Le cas Genet ensuite. En lisant la dernière livraison des Cahiers de l’IMEC (No 12, automne 2019), on découvre sous la plume experte d’Albert Dichy, directeur littéraire de l’Institut Mémoires de l’Edition Contemporaine, que Me Roland Dumas vient de lui faire don de trois valises pleines de carnets, cahiers, bloc-notes, lettres, dessins, scénarios que son client lui avait confiées quelques jours avant sa mort en lui disant :

« Merci de prendre soin de mes manuscrits ; vous en ferez ce que vous voudrez ».

L’avocat (et futur Garde des sceaux et ministre des Affaires étrangères du président Mitterrand) avait noué des liens d’amitié avec l’écrivain pendant la guerre d’Algérie ; et depuis, il gérait son œuvre littéraire et théâtrale, intercédait en son nom pour faire libérer des militants allemands et palestiniens. Rien de moins surprenant à ce que ses papiers rejoignent le fonds Jean Genet (1910-1986), l’un des plus anciens et des plus consultés de l’Imec. Ces documents inédits sont relatifs aux quinze dernières années de sa vie (les brouillons d’Un Captif amoureux, les textes sur les Black Panthers et les Palestiniens). Mais puisqu’il ne s’agit pas de sa vie privée (et quand bien même…) mais de son travail d’écrivain et de son engagement intellectuel, pourquoi Roland Dumas a-t-il attendu trente-trois ans pour s’en défaire quand tant de biographes, chercheurs, étudiants, thésards ont hâte de les consulter ?

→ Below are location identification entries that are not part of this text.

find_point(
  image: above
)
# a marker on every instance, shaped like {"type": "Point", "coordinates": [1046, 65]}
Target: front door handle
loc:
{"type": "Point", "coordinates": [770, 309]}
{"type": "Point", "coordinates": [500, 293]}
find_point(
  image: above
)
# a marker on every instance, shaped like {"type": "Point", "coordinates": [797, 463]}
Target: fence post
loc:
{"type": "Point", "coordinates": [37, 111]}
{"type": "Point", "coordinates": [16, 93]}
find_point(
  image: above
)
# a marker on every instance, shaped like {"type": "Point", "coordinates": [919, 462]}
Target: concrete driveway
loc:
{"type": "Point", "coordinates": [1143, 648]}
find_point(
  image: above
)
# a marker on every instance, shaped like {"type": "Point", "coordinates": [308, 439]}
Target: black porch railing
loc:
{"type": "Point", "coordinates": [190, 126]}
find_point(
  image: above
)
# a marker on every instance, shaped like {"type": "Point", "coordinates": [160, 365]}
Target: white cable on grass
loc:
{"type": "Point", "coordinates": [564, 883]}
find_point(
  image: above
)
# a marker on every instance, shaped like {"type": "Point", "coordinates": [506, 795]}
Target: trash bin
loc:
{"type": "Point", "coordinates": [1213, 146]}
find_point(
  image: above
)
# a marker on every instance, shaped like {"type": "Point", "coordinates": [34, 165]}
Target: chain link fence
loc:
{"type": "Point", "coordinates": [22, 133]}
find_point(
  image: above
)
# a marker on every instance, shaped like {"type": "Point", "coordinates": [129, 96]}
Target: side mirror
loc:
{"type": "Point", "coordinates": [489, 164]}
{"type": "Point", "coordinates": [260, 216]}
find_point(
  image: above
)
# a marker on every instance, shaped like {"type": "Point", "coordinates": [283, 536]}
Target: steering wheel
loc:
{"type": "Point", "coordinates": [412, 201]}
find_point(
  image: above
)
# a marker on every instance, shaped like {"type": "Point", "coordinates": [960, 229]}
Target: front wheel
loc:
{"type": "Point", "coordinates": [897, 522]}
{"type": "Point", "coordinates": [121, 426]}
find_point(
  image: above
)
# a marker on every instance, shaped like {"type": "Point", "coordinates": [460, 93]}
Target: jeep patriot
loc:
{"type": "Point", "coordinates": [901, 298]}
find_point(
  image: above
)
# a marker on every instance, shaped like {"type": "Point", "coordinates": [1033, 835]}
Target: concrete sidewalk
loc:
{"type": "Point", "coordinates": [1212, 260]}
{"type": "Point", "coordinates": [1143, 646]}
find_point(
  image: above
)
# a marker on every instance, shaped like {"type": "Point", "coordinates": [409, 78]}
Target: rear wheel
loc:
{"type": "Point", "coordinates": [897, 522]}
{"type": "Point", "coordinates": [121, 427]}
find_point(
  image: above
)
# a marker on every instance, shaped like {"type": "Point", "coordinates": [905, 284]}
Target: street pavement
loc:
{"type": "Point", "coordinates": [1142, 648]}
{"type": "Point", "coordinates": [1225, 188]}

Là encore, la question ne sera pas posée. Par définition, un fonds d’archives ne relève pas du domaine public lorsqu’il se trouve dans des mains privées. Mais lorsque ses détenteurs sont réputés faire grand cas de l’Histoire et de la Littérature avec force majuscules, Qu’ils savent l’importance que les chercheurs accordent aux trésors dont ils sont les détenteurs jaloux et le plus souvent secrets, ne sont-ils pas agités par un cas de conscience ?

(« Jean Genet à une manifestation de Black Panthers à Yale. 1970. Photo Leonard Freed/Magnum : « Marcel Proust vers 1891 » photo D.R. ; « Jean Genet » photo Alvaro Heras-Gröh)

Cette entrée a été publiée dans Histoire Littéraire.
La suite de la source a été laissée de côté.